This case study follows one team, based at the Harvard-Smithsonian Center for Astrophysics (CfA), through a multiyear project known as the COMPLETE Survey as they developed research questions, collected and analyzed their data, and published their findings in more than forty papers.
It explores the knowledge infrastructures on which they depend, how they represent data, when and how they share them, the array of stakeholders involved, and their publication practices.
The COMPLETE Survey
The COMPLETE (COordinated Molecular Probe Line Extinction Thermal Emission Survey of Star Forming Regions) Survey, based at the CfA, is a large dataset created from public repositories of astronomical observations and from new observations in the same regions of the sky. The Survey mapped three very large star-forming regions in our galaxy in their entirety.
Observations covered the electromagnetic spectrum from X-ray to radio. The team then mined this data to address an array of research questions.
The Survey is valued for its comprehensiveness, its diversity of data sources, and its size—estimated to be about a thousand times larger than what was available as a coordinated resource a decade earlier.
Over the course of seven years or so, many people with many kinds of expertise were involved in conducting the survey. The team has ranged in size from about a dozen to twenty-five members, including faculty, senior researchers, postdocs, graduate students, and undergraduates.
Research using the Survey dataset continues, largely focused on observational and statistical work to understand the physics of star-forming regions.
Research Questions Research questions of the COMPLETE Survey team concern how interstellar gas arranges itself into new stars. The overarching question in star-formation research is what distributions of stars form as a function of time, for interstellar gas with given conditions.
They broke this question into smaller units, some parts of which had to be answered before the next parts of the puzzle could be addressed.
Among the major findings to date is the discovery of “cloudshine” in the near infrared; development and implementation of a structure-finding algorithm to describe real and simulated star-forming regions; a reinterpretation of the meaning of temperature in maps of interstellar gas; and an assessment of the role of self-gravity in star formation.
Collecting Data To identify data in existing archives, the team used coordinate-based and object-name–based searches in repositories to extract data for the three star-forming regions being studied (Perseus, Ophiuchus, and Serpens).
They also used metadata in SIMBAD and ADS to identify prior papers that studied celestial objects and phenomena in these regions.
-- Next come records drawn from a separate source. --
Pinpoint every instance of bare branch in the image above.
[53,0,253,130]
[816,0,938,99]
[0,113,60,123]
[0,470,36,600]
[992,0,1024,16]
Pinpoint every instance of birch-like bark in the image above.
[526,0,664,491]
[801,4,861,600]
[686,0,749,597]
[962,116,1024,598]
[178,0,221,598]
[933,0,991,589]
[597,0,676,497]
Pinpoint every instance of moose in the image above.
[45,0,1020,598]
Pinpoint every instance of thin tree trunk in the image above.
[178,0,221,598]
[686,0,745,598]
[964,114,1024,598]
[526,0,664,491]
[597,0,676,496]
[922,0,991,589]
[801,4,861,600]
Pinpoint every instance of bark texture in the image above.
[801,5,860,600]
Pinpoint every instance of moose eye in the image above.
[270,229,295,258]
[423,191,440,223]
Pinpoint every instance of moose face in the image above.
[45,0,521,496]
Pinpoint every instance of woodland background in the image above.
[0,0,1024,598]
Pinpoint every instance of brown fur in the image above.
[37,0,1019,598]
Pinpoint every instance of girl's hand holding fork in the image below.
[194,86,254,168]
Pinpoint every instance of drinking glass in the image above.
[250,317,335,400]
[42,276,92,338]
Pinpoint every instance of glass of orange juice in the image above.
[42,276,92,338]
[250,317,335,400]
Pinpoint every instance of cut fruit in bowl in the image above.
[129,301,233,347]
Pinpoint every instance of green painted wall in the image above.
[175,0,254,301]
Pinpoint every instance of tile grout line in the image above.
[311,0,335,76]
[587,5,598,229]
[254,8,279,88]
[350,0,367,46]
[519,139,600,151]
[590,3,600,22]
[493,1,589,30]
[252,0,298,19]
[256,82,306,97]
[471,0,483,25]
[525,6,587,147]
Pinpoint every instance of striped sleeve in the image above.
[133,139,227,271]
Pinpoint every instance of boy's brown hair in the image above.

However, metadata in archives are known to be incomplete, so the team relied on their professional knowledge of the field and on sources mentioned in papers to determine where to search for available data in archives.
More than half of the COMPLETE Survey is new data resulting from multiple proposals for observational time on telescopic instruments.
These new data were processed through the pipelines associated with each telescopic instrument. While a complex process to accomplish, it is noteworthy that the knowledge infrastructure for this area of astronomy supports the ability to reconcile old and new observations from multiple instruments.
The first steps in data analysis were to get all the datasets into a common FITS format, whether acquired from archives or via observing proposals. Reconciling these files requires an intimate knowledge of the FITS standard. Decisions had to be made about how to merge files.
The data sets do not have identical footprints on the sky, thus more data are available for some areas of the star-forming regions than others.
While the available metadata on sky positions and spectra are essential to merge data-sets, considerable expertise is required to reconcile differences in calibration, instrument characteristics, data models, and other factors (Goodman, Pineda, and Schnee 2009).
When the datasets were merged into a common file, the team could employ a suite of tools, both open source, and commercial, that take FITS files and other common formats as input.
To gain a competitive edge, astronomers sometimes write new software tools or new scripts in existing tools. Creating new tools and validating new methods can themselves be scientific contributions.
For example, in their Nature article about the role of gravity at multiple scales, Goodman explains how they implemented dendro-grams as a new technique to measure structures over a range of spatial scales.
Their 3D visualizations separate self-gravitating from non-self-gravitating regions in the dendrogram to show the superiority of the dendrogram algorithm over a previous algorithm called CLUMPFIND.
Their paper was the first to be published as a 3D PDF enabling three-dimensional views to be manipulated and rotated within the article using a particular version of the Adobe PDF reader.
COMPLETE yielded a cumulative body of research for the team, with each study producing findings that informed the next. Individual papers are based on subsets of the Survey assembled for a specific purpose, such as the exploration of the role of self-gravity in star formation mentioned above.
Because multiple papers are drawing on the same large dataset, they document the research protocols only to the extent necessary for the specifics of each paper.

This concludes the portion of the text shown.